Troubleshooting¶

Docker Training Freezes¶

If training stops and nvidia-smi inside the container returns Failed to initialize NVML: Unknown Error, while nvidia-smi still works on the host, the container has lost GPU access. This is a known NVIDIA Container Toolkit issue, commonly seen when Docker uses the systemd cgroup driver.

Check¶

nvidia-smi
docker info --format '{{.CgroupDriver}} {{.CgroupVersion}}'
docker exec -it <container_name> nvidia-smi

You are likely hitting this issue if:

host nvidia-smi works
container nvidia-smi fails
Docker reports systemd 2

If host nvidia-smi also fails, this is a host GPU or driver problem instead.

Recover¶

Recreate the container:

./docker/container.sh --stop
./docker/container.sh --run

If you are using a managed training session, restart the session after the container comes back.

Mitigate¶

NVIDIA recommends switching Docker from systemd to cgroupfs.
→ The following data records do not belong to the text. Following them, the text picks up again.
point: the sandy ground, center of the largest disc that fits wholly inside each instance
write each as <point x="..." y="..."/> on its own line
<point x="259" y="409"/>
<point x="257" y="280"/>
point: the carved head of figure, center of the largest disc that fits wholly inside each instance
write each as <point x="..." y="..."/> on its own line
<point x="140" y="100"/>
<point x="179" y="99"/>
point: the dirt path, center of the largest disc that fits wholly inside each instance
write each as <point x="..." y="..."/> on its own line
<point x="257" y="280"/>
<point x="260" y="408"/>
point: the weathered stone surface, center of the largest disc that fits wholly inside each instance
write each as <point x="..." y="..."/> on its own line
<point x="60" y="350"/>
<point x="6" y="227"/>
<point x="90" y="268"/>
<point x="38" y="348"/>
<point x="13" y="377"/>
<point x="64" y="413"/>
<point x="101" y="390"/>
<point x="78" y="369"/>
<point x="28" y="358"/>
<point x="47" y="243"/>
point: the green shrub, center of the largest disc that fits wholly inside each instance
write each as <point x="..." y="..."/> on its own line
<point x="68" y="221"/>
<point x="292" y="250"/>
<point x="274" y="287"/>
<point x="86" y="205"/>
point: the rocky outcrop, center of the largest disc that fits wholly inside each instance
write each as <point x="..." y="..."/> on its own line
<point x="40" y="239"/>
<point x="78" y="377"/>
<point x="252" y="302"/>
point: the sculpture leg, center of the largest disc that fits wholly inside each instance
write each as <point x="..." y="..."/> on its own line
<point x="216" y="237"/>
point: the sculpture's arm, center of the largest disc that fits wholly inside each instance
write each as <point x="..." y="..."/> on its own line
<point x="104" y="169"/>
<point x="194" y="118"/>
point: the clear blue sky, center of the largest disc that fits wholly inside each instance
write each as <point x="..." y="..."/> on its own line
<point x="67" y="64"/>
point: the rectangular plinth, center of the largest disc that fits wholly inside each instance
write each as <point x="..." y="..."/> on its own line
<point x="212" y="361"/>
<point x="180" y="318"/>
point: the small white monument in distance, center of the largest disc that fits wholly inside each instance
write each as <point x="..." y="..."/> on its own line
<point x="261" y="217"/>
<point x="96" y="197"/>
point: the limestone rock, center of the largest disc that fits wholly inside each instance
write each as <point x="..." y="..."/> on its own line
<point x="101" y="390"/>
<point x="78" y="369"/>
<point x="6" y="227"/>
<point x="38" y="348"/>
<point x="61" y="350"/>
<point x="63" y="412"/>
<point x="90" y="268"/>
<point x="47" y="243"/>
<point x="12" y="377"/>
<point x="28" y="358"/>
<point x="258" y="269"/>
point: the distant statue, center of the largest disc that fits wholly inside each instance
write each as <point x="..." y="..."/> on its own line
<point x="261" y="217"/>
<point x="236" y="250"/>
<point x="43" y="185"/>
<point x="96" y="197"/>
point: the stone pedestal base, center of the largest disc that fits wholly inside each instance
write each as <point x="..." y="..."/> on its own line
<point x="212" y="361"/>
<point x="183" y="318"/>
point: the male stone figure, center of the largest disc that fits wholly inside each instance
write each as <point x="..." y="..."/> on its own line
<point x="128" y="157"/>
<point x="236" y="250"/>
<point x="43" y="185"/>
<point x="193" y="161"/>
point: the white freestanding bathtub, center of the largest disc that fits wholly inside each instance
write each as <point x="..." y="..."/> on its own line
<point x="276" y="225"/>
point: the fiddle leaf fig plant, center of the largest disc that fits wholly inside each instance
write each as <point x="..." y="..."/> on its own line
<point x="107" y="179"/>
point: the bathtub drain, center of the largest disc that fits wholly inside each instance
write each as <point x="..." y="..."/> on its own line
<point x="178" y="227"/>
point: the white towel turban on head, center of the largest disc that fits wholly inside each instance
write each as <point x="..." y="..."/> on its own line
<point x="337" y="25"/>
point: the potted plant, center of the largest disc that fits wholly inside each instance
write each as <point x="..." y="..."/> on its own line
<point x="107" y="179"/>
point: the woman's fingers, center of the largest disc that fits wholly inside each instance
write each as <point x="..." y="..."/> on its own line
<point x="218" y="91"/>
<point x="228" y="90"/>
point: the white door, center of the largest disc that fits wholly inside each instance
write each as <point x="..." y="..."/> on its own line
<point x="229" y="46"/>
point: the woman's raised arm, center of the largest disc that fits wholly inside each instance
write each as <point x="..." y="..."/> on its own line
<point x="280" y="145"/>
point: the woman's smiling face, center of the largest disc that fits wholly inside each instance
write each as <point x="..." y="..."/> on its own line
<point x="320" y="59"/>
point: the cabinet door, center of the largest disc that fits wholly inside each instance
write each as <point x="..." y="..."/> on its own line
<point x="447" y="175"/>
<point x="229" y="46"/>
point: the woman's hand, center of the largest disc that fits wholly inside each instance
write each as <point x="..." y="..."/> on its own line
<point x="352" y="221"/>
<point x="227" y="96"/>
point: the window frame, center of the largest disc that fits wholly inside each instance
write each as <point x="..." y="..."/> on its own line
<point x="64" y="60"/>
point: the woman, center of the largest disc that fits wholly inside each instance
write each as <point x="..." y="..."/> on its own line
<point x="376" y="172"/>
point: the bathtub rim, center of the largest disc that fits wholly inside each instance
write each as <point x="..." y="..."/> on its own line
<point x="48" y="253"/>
Update /etc/docker/daemon.json on the host:

{
  "exec-opts": ["native.cgroupdriver=cgroupfs"],
  "runtimes": {
    "nvidia": {
      "args": [],
      "path": "nvidia-container-runtime"
    }
  }
}

Then restart Docker and recreate the container:

sudo systemctl restart docker
./docker/container.sh --stop
./docker/container.sh --run

Notes¶

This is a Docker / NVIDIA runtime issue, not usually a model issue.
Validate the Docker config change on your machine before adopting it broadly.
Reference: NVIDIA Container Toolkit troubleshooting